The 1700-foot summit behind LA’s best-known landmark wasn’t always so flat. In 1923, Mack Sennett—the fabulously wealthy producer of the Keystone Cops—bought 18 acres of glorious mountaintop. The space was planned for a vast complex that was to include a library, a 2800-square foot pool with sandy beach, and terraced Italian gardens, all overlooking the splendor of Los Angeles below. The entire mansion would have cost $1 million (roughly $14 million in today’s money, or what Chrissy Teigen and John Legend just paid for Rihanna’s Beverly Hills mansion). Steam shovels lopped 69 feet off the peak, then the Great Depression lopped off Sennett’s fortune. Today the mountain still sports a conspicuous flattop. 

7. SOME OF GANDHI’S ASHES ARE KEPT IN PACIFIC PALISADES.

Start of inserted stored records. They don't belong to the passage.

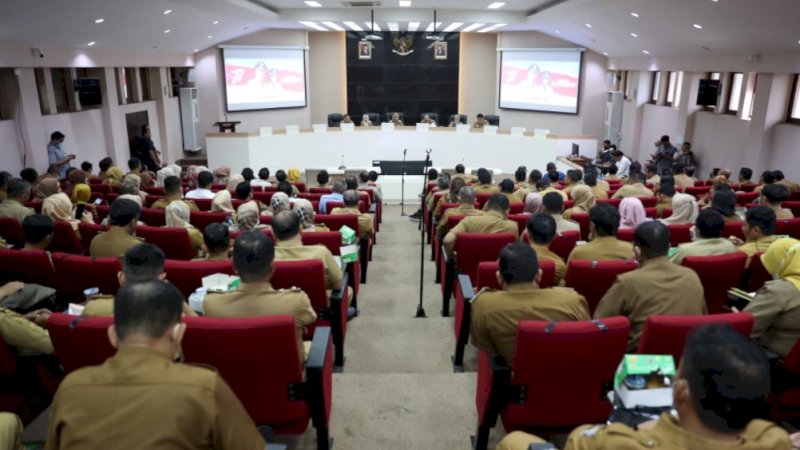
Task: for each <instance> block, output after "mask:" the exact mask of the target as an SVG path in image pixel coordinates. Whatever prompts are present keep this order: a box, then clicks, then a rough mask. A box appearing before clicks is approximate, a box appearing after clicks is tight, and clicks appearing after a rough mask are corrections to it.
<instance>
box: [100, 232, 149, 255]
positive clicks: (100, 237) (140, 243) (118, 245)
mask: <svg viewBox="0 0 800 450" xmlns="http://www.w3.org/2000/svg"><path fill="white" fill-rule="evenodd" d="M142 242H144V240H143V239H140V238H137V237H135V236H131V235H130V234H128V232H127V231H125V230H123V229H122V228H121V227H115V226H112V227H111V228H109V230H108V231H106V232H104V233H98V234H97V236H95V237H94V238H93V239H92V244H91V245H90V246H89V255H91V256H95V257H97V256H112V257H114V258H122V257H123V256H125V251H126V250H128V249H129V248H131V247H133V246H135V245H138V244H141V243H142Z"/></svg>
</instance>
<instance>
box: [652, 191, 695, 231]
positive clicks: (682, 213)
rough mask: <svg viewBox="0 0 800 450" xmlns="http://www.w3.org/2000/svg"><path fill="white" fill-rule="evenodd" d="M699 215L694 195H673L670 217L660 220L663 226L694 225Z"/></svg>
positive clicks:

After the revered martyr’s assassination in 1948, a funeral procession of well over a million people attended Gandhi’s cremation at the confluence of the Ganges and Yamuna Rivers. Some of the ashes were parceled out in separate urns intended for multiple bodies of water around India. One of these urns was passed along to a journalist, who in turn gave the urn to the guru Paramahansa Yogananda. He installed the ashes in a quaint lakeside shrine inside the Self Realization Fellowship in Pacific Palisades, just north of Santa Monica, where they remain open to visits from the public. 

8. A 1942 PANIC OVER A RUMORED JAPANESE ATTACK WAS SO FIERCE IT RESULTED IN FIVE CIVILIAN DEATHS.

The invasion hysteria behind Spielberg’s epic flop 1941 was quite real. Fear of a Japanese attack on the West Coast culminated in a mass freakout in February 1942, when Angelinos reported seeing strange aircraft in the skies. The Great Los Angeles Air Raid kicked off when the 37th Coast Artillery Brigade panicked and fired 1400 anti-aircraft shells at the phantom threat. In the barrage of firepower, three people were accidentally killed and another two died of heart attacks. The event lives on in the hearts of UFO conspiracy theorists. 

9. GEORGE AND BARBARA BUSH ONCE LIVED IN COMPTON.

Getty Images

In 1949, George HW Bush was a salesman, hawking drilling bits for an oil company subsidiary. He and his 24-year old wife Barbara moved into 624 S. Santa Fe Avenue in Compton, where they lived for six months. George W. Bush was three at the time. Compton was white by law, with now-illegal housing covenants restricting occupation. Four decades later, after the 1992 LA Riots, a plan to designate the building a historical landmark fizzled out in the city council. The building became a crack den and was later razed.

An earlier version of this post mentioned secret tunnels that had once existed beneath the Playboy mansion. Alas, that story was an April Fool's joke.